After the first full week in February, Northam and Herring were both adamant in their refusal to resign, while Democratic Delegate Patrick Hope indicated he was initiating impeachment proceedings against Fairfax. This opened up the possibility that two white men accused of blackface would maintain their terms while an African American man would face impeachment and removal for unproven accusations. Given the optics of this situation, many leaders in Virginia softened their stances on resignation for any of the three statewide elected officials.

===Line of succession===
According to the Virginia Constitution, if the governor resigned, his lieutenant governor would replace him. If the lieutenant governor were unable to replace the governor, the attorney general would become governor.
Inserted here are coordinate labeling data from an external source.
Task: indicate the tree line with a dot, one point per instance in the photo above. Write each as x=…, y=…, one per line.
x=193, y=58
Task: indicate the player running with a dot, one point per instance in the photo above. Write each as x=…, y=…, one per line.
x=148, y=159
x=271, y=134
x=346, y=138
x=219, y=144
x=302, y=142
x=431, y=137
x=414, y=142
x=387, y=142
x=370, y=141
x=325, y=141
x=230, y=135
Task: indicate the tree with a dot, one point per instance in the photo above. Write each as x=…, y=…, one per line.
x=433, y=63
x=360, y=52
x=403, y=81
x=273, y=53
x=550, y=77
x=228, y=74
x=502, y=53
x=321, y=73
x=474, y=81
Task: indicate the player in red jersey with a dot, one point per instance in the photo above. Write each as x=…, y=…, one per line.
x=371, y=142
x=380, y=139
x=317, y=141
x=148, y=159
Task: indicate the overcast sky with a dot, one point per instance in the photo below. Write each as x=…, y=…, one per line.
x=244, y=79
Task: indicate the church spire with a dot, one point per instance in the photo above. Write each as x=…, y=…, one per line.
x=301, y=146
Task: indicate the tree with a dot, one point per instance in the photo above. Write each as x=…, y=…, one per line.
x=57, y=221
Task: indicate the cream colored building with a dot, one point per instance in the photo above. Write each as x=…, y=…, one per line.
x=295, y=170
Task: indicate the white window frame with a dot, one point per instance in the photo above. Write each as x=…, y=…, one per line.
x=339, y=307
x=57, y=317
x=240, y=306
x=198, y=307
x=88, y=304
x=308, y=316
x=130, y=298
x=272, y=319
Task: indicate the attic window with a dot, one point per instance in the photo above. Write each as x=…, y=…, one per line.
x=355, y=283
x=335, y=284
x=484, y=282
The Speaker of the House – who at the time of the scandals was Kirk Cox, a Republican – was fourth in the line of succession and would have become governor if all three had resigned or had been removed. (Cox stated, "I have never been in blackface, unequivocal.")

In the immediate aftermath of the Northam yearbook story, speculation was rampant that Northam would resign; Fairfax even began making preparations to become governor. Many Democrats were enthusiastic about the idea of Fairfax, who would be the state's second black governor, replacing Northam. But the allegations against Fairfax and Herring's revelation gave Northam breathing room and caused Democrats to pause to ponder their next steps. Democrats were "conscious that if all three executives had to step down at once," a Republican would become governor.

Virginia's Constitution had no clear provision for replacing the lieutenant governor if Fairfax were to resign, potentially leading to a political fight over how to replace him, but a catch-all clause in the constitution governing filling vacancies would have given the governor power to appoint a new lieutenant governor to serve until a special election would have been held during the November general election to choose someone to serve the remainder of the term, which ended in January 2022.

==Other aspects==
Then-Senate Majority Leader Tommy Norment, a Republican, was caught up in the scandal when it was reported that he was listed as managing editor of a 1968 Virginia Military Institute yearbook that featured racially charged language and photos of people in blackface. Norment does not appear in any of the photos and issued a statement saying he condemned the use of blackface and said his role was ensuring writers and photographers made their submissions on time and that he was "still culpable, but it is by association with a team that produced that yearbook with those photos". Norment pointed out that page 236 of the same yearbook shows he supported the racial integration of VMI in 1968, and led an effort to enroll women there in 1997.